Kabut kelam menyelimuti keluargaku saat, Bapaku terkena pengurangan karyawan bersama ratusan teman kerja yang lain, akhirnya kami sekeluarga memutuskan pergi dari kota cilacap menuju tempat kelahiran bapaku disebuah desa diujung barat kabupaten , oh . .cilacap aku pasti akan kangen dengan dermagamu aku kecil pernah hinggap disana, memancing dan melongo takjub melihat kapal - kapal raksasa ( tanker ) yeng sedang merapat di unit pertamina III & IV, tangki-tangki minyak raksasa yang kala itu membuat aku kagum dan bangga, benteng pendemmu, Teluk penyumu, deruan ombak lautmu, kawasan industrimu, stasiunmu, taman hutan bakaumu, pelabuhan udara mungilmu, tunggu aku disana!! “ Wis jan pokoke inyong bangga banget dadi wong cilacap perpaduan antarane pesona laut karo pegunungan indaeh pol.. pol..pol”, kelak dengan kondisiku yang lebih baik, aku ingin mencium jejak langkahku yang telah terukir, dan membangkitkan motivasi, untuk terus bergerak menggapai kebahagiaan hidup, jadilah seperti air, " air senantiasa bergerak mengerti arah yang akan diambilnya, tak peduli kekuatan apa yang ada dihadapannya, pasti diterjang, jangan alergi dengan sesuatu yang negatif, kesedihan dan kebahagiaan sama-sama memberikan pelajarannya, sebaliknya jangan mudah terjebak dengan kehidupan yang penuh dengan kompromi dan pengganti, pasrah dengan kondisi yang ada, dengan meyalahkan faktor-faktor dari luar, "terimalah apa yang berada diluar kendali Anda, sebaliknya optimalkan apa yang ada dalam kendali Anda".
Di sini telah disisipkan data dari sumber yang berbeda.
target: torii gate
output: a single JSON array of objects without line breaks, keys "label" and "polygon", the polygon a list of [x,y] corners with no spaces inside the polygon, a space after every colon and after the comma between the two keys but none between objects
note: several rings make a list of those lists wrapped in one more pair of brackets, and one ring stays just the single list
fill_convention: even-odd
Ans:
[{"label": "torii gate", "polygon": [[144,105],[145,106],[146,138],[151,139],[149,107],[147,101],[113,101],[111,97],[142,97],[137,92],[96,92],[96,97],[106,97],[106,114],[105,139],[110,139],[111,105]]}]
Didesa ini kami memulai hidup baru, angin laut digantikan dengan angin pegunungan yang dingin, nuansa kota disulap jadi suasana serba hijau dengan rimbunan pohon, hamparan laut luas, berganti deretan bukit yang menjulang dihiasi aliran sungai yang jernih dengan ikan-ikan yang berenang bebas, dengan lincah ikan-ikan itu segera bersembunyi dibalik batu, tatkala kakiku terjuntai saat duduk diatas batu dan menyentuh air, yah dermaga yang aku duduki telah berubah jadi bongkahan batu, tapi dua suasana yang berbeda sama-sama tak menghilangkan keindahan yang ada, kami tinggal dalam rumah yang sangat sederhana dengan dinding separoh tembok dan sebagian besar dari bilik bambu, lantaipun beralaskan tanah, itupun berdiri diatas tanah yang katanya milik adik dari Bapak, konon orang tua dari bapaku mempunyai tanah yang begitu luas, aku sering diceritakan oleh bapak bahwa tanah di sepanjang sungai ini, dulunya milik kakekmu, tanah di lereng bukit itu juga milik kakekmu, bahkan sebagian tanah di RT ini dulunya juga milik kakekmu, Aku kecil balik bertanya: “Lalu apakah kakek meninggalkan tanah untuk Bapak? Dengan tersenyum dan tak terlintaspun guratan kekecewaan, bapak menjawab: “Nak bisa dikatakan Bapak tak sejengkalpun mendapatkan tanah itu, yang bapak dapatkan cuma meja ini dan gosokan baju itu, sambil menunjuk kearah meja hitam yang diatasnya teronggok gosokan baju berbahan arang, tapi bapak mendapatkan sesuatu yang lebih berharga, dibandingkan luasnya tanah, yakni restu dan dukungan kakekmu untuk menyekolahkan bapak sampai bangku kuliah, dulu bapak aktif di organisasi KAPI & KAMMI ikut berjuang lewat jalur kemahasiswaan, keteladanan dan pendidikan jauh lebih penting, untuk bekal kita selanjutnya.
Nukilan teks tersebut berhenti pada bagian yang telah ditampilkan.